[Lldb-commits] [PATCH] D33674: Implementation of Intel(R) Processor Trace support for Linux

Pavel Labath via Phabricator via lldb-commits lldb-commits at lists.llvm.org
Fri Jun 16 02:17:45 PDT 2017

labath added inline comments.

Comment at: source/Plugins/Process/Linux/NativeProcessLinux.h:282
+  // same process user id.
+  llvm::DenseSet<lldb::tid_t> m_pt_traced_thread_group;
ravitheja wrote:
> labath wrote:
> > I am confused about the purpose of this member variable. As far as I can tell, it will always contain *either* all of the threads in the process *or* none of them. Is there a situation where this is not the case?
> Yes there can be situations like that, for e.g if a user starts tracing on an individual thread followed by tracing the whole process (meaning in two separate start trace calls) then this Set will contain the thread ids of all the threads except the one on which individual tracing was started. This can be extended further.
Interesting... Is that actually useful for something? I find the semantic of "trace all threads in the process except those that happen to be traced already" a bit confusing. 

If you have a use for it in mind then fine, but otherwise, I'd like go for the simpler option of failing the request to trace the whole process if some individual threads are traced already. "you can either trace the whole process *OR* any number of individual threads" sounds much easier to understand. Otherwise, you'd have to think about corner cases like "What if the individual thread trace is stopped but the process trace request remains?" Do you then automatically start tracing the remaining thread based on the previous "whole process trace" request, and so on...

Comment at: source/Plugins/Process/Linux/ProcessorTrace.cpp:158
+    LLDB_LOG(log, "ProcessorTrace failed to open Config file");
+    error.SetError(FileNotFound, eErrorTypePOSIX);
+    return error;
ravitheja wrote:
> labath wrote:
> > eErrorTypePOSIX is used for errno error values.
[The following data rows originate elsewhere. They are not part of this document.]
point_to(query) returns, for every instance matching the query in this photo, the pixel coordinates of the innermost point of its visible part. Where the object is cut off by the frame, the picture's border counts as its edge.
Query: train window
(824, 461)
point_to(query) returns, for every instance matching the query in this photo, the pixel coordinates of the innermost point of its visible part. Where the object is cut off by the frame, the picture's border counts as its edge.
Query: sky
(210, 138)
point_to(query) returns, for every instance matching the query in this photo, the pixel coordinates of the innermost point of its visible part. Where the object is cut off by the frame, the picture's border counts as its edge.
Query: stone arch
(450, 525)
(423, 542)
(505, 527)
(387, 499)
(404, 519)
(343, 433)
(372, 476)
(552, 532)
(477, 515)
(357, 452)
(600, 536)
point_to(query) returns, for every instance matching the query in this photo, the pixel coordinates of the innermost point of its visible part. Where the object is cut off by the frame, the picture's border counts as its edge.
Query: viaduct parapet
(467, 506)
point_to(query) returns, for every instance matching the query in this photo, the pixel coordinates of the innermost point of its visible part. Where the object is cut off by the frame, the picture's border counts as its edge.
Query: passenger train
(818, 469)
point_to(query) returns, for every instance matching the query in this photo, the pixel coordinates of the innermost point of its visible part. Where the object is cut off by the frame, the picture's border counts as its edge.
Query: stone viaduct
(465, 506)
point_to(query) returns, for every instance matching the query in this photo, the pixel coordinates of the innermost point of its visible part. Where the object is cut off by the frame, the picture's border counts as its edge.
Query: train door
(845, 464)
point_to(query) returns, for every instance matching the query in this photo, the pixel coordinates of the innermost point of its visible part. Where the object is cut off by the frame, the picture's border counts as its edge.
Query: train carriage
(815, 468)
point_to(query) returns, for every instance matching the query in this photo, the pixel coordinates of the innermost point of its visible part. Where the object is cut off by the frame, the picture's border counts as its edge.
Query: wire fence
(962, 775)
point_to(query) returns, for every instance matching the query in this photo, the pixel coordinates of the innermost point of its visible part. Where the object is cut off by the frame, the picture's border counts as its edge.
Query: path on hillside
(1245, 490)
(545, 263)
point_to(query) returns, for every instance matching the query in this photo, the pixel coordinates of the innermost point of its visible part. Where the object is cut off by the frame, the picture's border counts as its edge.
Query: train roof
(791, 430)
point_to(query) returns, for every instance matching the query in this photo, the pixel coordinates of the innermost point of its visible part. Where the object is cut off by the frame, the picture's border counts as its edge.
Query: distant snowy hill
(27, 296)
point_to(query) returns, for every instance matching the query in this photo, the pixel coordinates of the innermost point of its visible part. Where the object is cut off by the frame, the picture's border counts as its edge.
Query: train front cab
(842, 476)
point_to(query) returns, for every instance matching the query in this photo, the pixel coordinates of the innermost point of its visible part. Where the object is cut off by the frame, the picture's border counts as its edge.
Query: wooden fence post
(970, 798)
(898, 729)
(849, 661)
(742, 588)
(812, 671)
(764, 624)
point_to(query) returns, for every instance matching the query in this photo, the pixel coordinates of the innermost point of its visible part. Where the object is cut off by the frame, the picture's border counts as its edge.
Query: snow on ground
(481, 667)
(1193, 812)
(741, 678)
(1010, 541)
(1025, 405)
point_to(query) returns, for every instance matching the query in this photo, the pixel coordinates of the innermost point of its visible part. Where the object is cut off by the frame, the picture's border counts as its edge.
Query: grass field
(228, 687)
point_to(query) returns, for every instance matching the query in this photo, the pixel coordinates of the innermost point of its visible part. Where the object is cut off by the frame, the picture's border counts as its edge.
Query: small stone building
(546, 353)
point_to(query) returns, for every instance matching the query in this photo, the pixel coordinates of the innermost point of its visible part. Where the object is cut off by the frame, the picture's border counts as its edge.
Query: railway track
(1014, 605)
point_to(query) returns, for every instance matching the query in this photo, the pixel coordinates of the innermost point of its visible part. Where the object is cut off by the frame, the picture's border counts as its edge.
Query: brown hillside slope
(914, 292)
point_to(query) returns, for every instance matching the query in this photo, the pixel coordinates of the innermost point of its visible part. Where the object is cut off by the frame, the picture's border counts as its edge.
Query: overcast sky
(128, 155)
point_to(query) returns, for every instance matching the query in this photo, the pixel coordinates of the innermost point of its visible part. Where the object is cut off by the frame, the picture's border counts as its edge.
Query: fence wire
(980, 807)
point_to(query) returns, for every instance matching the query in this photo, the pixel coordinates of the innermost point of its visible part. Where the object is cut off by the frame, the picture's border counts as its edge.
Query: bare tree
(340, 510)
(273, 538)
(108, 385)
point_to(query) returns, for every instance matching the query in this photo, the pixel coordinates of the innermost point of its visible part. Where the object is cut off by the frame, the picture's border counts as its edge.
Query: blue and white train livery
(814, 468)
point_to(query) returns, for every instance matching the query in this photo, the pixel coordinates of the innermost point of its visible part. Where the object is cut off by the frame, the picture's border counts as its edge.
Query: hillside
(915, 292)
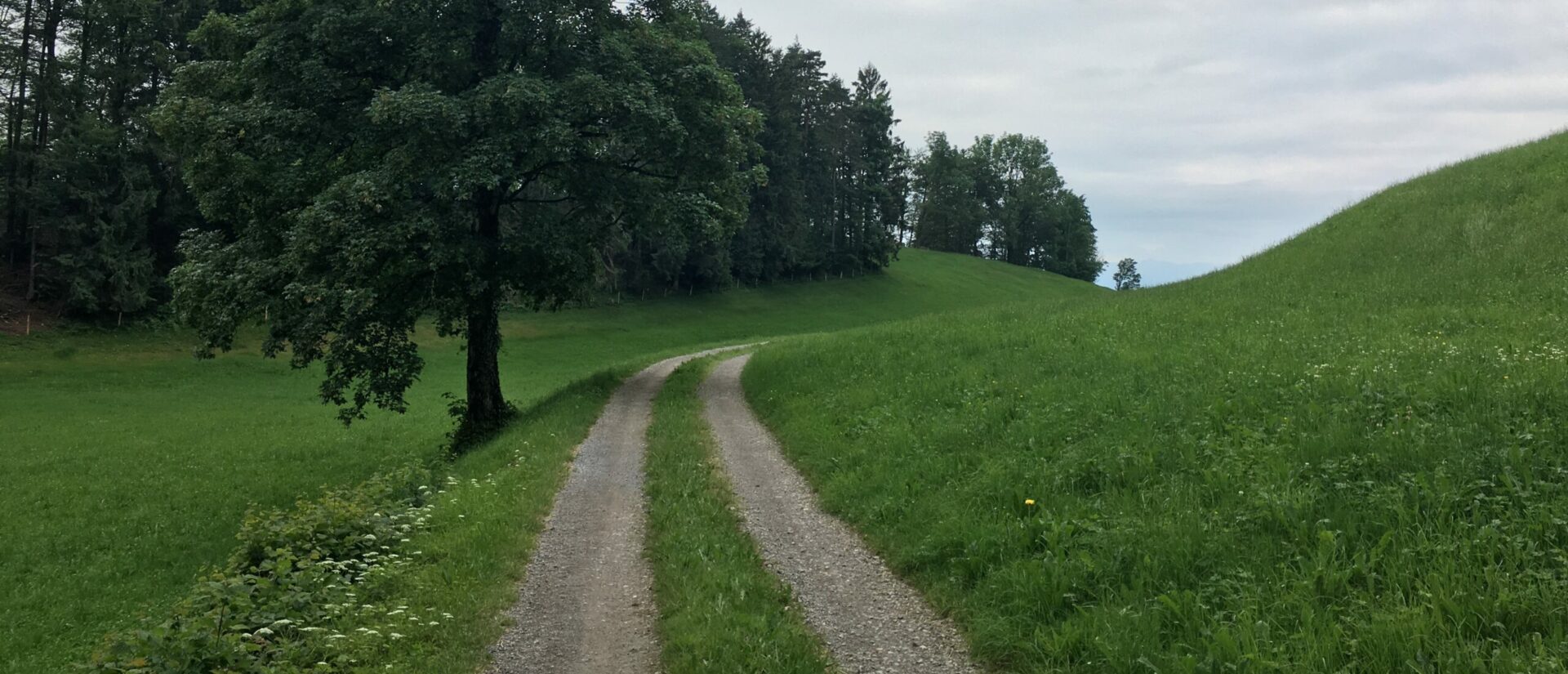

Please don't try to pass your invented error codes as these.
> Yes I did not want to use eErrorTypePOSIX but when transitioning from Status to llvm::Error, the m_code is only retained for eErrorTypePOSIX else its not retained.
That's a good point. When I wrote the conversion function, there was no use case for this --  I think you're the first person who actually want's to use the error codes in some meaningful way.

What is your further plan for these error codes? Judging by the state of the D33035 you won't be able to use them to display the error messages to the user?

If you still want to preserve the error codes, we can definitely make this happen. Actually, llvm::Error makes this even easier, as it allows you to define new error categories in a distributed way. Frankly, I think the your use of the "generic" error category with custom error codes is a bit of a hack. I think the intended usage of the Status class was to define your own ErrorType enum value and tag your errors with that (but that does not scale well to many different sources of error codes).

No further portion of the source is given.